On 31 March 2023, in the Huelvan municipality of La Palma del Condado, known for its agricultural and wine-growing activity, the office of the International Centre for Development and Innovation in Agroecology and Agrobiodiversity (CIDIA) was inaugurated. CIDIA aims to become an internationally-relevant cutting-edge centre in the innovation and development of sustainable agricultural practices, in line with the EU Green Deal, the Farm to Fork strategy, the EU Biodiversity Strategy 2030, the new EU Common Agricultural Policy (CAP) and the UN Sustainable Development Goals.
CIDIA’s general objective is the development of studies, tools and demonstrative experiences that foster the transition towards specific agroecological practices with special emphasis on protected areas and areas that allow for the balancing of socio-economic development with the objectives of environmental conservation and European policies. Agroecology researchers from LifeWatch ERIC will work together with researchers from the Agroecosystems History Laboratory at the Pablo de Olavide University, in Seville.
LifeWatch ERIC is promoting CIDIA within the SmartFood initiative, which is one of the ongoing ERDF projects in collaboration with the Ministry of Agriculture, Fisheries, Water and Rural Development of the Junta de Andalucía, through Agricultural and Fisheries Management Agency of Andalusia (AGAPA). The subtitle of SmartFood is “biodiversity, ecosystem services and digitisation axes of agricultural, forestry and fishing activity in Andalusia”. Its objective is to make technological monitoring infrastructures available to the sector to carry out innovative monitoring of the effects they have on the environment the different practices of exploitation of natural resources, and the generation of new knowledge for the sustainable management of the ecosystems involved.
At the inauguration, LifeWatch ERIC CTO, Juan Miguel González-Aranda, thanked the regional and local authorities for their collaboration, as well as the involvement of the Universities of Huelva and Pablo de Olavide, in making the start-up a reality. He stressed that the initiative “puts advanced technologies and knowledge at the service of farmers and ranchers, which must be accessible to all citizens”.

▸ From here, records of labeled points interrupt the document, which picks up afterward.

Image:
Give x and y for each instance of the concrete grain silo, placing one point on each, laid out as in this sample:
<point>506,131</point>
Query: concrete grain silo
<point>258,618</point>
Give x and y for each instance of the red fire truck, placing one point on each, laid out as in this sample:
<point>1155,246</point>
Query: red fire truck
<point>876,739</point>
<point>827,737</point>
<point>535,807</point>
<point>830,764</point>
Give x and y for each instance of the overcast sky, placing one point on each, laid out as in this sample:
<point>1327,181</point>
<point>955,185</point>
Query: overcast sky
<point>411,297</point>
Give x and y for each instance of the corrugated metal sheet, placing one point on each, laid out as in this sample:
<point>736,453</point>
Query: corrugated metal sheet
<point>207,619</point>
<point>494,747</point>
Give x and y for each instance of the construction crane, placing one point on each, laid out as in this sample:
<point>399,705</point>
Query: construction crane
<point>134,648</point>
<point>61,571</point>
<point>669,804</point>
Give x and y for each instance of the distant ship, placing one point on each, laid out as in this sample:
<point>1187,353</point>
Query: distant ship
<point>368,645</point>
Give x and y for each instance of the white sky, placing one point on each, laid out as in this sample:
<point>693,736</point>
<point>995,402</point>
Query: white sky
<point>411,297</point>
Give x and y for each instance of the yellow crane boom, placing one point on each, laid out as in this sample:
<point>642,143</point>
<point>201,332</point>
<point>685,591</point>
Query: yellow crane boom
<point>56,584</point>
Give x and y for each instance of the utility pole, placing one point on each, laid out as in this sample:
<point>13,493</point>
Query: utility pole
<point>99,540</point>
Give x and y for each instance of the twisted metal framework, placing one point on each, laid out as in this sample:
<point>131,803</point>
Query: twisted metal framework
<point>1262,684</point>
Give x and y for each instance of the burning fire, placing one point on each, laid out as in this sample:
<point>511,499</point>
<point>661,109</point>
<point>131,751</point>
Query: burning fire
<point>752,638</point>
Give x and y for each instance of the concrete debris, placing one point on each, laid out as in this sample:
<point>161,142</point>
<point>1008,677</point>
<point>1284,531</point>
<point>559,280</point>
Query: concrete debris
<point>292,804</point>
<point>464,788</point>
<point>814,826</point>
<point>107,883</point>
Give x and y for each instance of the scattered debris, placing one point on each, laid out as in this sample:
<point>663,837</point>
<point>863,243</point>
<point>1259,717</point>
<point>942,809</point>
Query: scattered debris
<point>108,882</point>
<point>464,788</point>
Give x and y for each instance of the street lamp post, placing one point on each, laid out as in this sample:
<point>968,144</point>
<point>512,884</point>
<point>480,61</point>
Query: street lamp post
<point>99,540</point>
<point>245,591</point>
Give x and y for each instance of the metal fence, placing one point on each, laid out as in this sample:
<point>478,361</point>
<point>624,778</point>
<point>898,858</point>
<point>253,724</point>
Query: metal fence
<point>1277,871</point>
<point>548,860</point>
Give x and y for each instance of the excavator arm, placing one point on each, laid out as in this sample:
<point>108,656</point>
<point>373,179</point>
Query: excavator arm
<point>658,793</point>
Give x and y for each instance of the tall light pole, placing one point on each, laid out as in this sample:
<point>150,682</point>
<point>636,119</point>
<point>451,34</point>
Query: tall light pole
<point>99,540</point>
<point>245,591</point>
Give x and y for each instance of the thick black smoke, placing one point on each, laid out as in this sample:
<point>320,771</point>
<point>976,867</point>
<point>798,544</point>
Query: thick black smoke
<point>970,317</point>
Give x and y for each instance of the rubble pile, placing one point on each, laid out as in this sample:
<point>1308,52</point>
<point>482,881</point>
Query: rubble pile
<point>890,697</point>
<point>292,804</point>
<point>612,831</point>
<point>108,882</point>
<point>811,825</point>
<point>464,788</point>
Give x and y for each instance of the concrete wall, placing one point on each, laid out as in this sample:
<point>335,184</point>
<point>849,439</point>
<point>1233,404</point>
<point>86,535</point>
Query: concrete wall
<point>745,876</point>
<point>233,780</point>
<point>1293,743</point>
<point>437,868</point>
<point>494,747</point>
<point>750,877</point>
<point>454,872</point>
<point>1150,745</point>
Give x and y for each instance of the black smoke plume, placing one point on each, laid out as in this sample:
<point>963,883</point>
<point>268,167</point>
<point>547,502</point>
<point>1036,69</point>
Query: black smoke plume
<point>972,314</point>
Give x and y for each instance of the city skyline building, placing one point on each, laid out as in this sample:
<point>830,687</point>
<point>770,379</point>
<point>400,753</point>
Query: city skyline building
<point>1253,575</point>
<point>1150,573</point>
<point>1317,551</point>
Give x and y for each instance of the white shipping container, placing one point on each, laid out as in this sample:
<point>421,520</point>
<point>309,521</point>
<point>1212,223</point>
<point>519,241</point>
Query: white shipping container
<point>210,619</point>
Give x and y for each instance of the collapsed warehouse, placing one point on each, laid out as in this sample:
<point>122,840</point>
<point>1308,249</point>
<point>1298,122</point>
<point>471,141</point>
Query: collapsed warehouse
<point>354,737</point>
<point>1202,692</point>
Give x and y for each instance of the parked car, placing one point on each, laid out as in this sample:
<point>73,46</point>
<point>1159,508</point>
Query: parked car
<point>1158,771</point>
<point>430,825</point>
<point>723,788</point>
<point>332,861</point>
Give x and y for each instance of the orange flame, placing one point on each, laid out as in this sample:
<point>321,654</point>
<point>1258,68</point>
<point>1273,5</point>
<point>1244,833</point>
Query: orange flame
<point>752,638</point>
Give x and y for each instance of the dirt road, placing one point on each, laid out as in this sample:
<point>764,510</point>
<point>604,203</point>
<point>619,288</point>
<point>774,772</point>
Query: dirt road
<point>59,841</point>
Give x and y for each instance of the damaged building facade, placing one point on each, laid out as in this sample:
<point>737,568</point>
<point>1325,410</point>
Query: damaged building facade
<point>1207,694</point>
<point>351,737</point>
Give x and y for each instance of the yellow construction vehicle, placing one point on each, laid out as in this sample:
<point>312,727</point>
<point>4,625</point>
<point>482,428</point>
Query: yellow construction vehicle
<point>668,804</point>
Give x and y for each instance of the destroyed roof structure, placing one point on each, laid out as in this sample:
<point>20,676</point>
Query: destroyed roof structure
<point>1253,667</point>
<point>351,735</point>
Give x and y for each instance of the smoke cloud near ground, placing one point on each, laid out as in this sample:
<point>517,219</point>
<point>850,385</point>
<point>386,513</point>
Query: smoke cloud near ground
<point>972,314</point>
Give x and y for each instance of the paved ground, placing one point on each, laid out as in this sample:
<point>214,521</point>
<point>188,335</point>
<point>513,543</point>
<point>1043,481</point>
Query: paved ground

Among CIDIA’s lines of action, the following stand out:
-Developing the evaluation methodologies and the latest-generation ICT tools necessary for ecological evaluation, including the socioeconomic valuation of agro-ecosystem services based on the developments carried out in SmartFood and applying cutting-edge technologies such as blockchain (LifeBlock);
-Defining good sustainable agricultural practices adapted to the selected experimental sites as well as those designed for monitoring and evaluation of their results through the use of ICT;
-Developing demonstrative experiences in the Doñana environment that allow for the balancing of agriculture development with conservation objectives, oriented to the problem of water overexploitation;
-Developing standards and procedures for optimised land use and farm management in association with habitats and species of special conservation in protected areas and the eco-scheme certification methodology of the EU CAP.
The inauguration was headed by Juan Miguel González Aranda, LifeWatch ERIC CTO; José Carlos Álvarez Martín, Managing Director of AGAPA, and Manuel García Félix, Mayor of La Palma del Condado. Together with them were Bella Verano Domínguez, Delegate of the Junta de Andalucía in Huelva; José Enrique García Ramos, Director of Research at the University of Huelva; Antonia Jiménez Rodríguez, Vice Chancellor for Research, Transfer and Doctorates at Pablo de Olavide University; Manuel Jiménez Sánchez, General Director of Research at Pablo de Olavide University; Manuel González de Molina, Professor at the Pablo de Olavide University, where he directs the Agroecosystems History Laboratory; José Manuel Ávila, LifeWatch ERIC Agroecology Coordinator, and Rocío Moreno Domínguez, LifeWatch ERIC ICT-Core Federtech ERDF Project Executive Coordinator.